THE final will of the man behind the Gallipoli legend Simpson and his donkey has been discovered by WA’s State Records Office.
Like many of his comrades, Private John Simpson was handed a “note will” while in Egypt preparing for the Dardanelles assault. The document reveals he left everything he had (about the equivalent of $4500 today) to his mother.
Curiously, Simpson didn’t use his full name, John Simpson Kirkpatrick, and there’s some conjecture that as a deserter from the British merchant navy, he’d been trying to stay under the radar, perhaps in an effort to get home to England after the conflict.
Less than a month after signing his will, Simpson was killed by machine gun fire as the Turks tried to retake the Gallipoli peninsula from the ANZACs.
Simpson’s will is one of more than 3600 signed by WWI soldiers that were recently found in the records office’s files, and they’ve all just been made available online.
“Finding these wills is important not only for our state’s historic record, it will help descendants unlock some of the mysteries of their forebears who perished on the battlefields of World War One,” WA arts minister John Day says.
“Between 1914 and 1918, the number of wills processed by the WA Supreme Court tripled, and SRO archivists have long suspected that many of these files hold the wills of soldiers killed in the Great War.
“Thanks to their sleuthing, families now have access to a precious resource,” the minister said.
Workout for Wireless
MELVILLE’S new war memorial at Wireless Hill will get its first ANZAC workout this year, albeit a day early.

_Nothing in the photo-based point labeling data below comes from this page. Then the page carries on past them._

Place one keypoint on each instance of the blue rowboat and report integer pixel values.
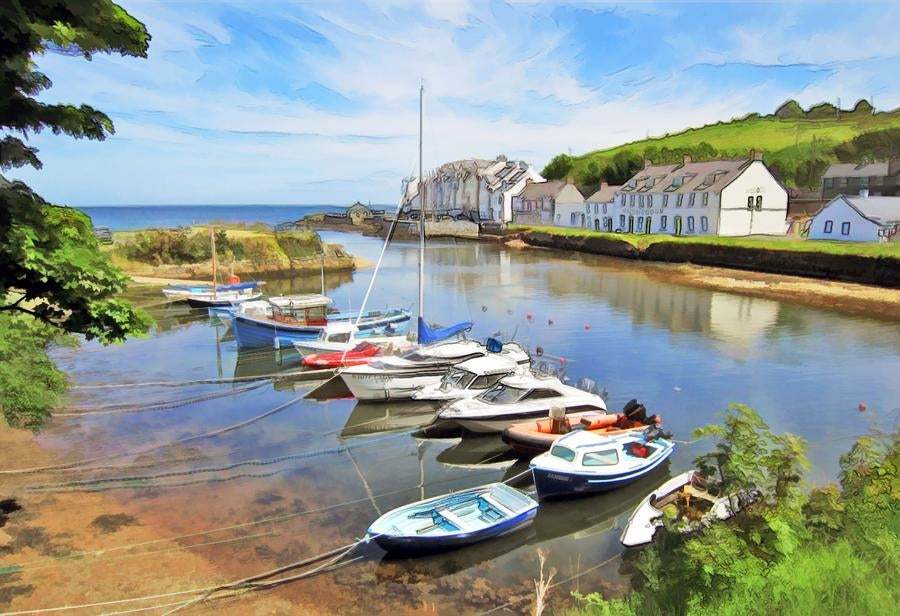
(583, 462)
(454, 520)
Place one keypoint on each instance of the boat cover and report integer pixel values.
(428, 335)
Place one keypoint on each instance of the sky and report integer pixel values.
(252, 102)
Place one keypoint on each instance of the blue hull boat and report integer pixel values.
(454, 520)
(582, 462)
(258, 331)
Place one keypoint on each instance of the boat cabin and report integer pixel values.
(300, 309)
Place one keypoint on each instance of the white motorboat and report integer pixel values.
(399, 377)
(470, 378)
(583, 462)
(518, 397)
(343, 336)
(691, 505)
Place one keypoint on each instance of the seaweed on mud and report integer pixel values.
(112, 522)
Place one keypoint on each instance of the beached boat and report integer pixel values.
(454, 520)
(583, 462)
(516, 398)
(302, 317)
(399, 377)
(691, 505)
(530, 438)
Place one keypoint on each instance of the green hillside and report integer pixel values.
(798, 145)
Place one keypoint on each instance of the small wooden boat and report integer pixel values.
(687, 498)
(530, 438)
(582, 462)
(361, 354)
(454, 520)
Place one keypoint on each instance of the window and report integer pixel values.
(607, 457)
(562, 452)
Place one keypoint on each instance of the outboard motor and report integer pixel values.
(557, 419)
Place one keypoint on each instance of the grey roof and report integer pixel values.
(856, 170)
(707, 175)
(538, 190)
(605, 194)
(880, 210)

The council and the Applecross RSL will hold an ANZAC commemorative and dedication service at the new memorial on Sunday April 24, starting at 10.30am.
The new memorial replaces the old clocktower at the council’s admin building in Booragoon.
The design features nine double-sided steel vertical blades in a circular formation, and when viewed together form a single panoramic image of ANZACs marching (informally, of course). On the back of each panel are laser-cut life-size silhouettes representing various uniforms and military branches.
The council reckons there won’t be much parking at the hill, so take public transport where possible, and if you can’t bear a forced march, there’s overflow parking at Applecross SHS on Links Road and a shuttle bus running between there and the event from 9am.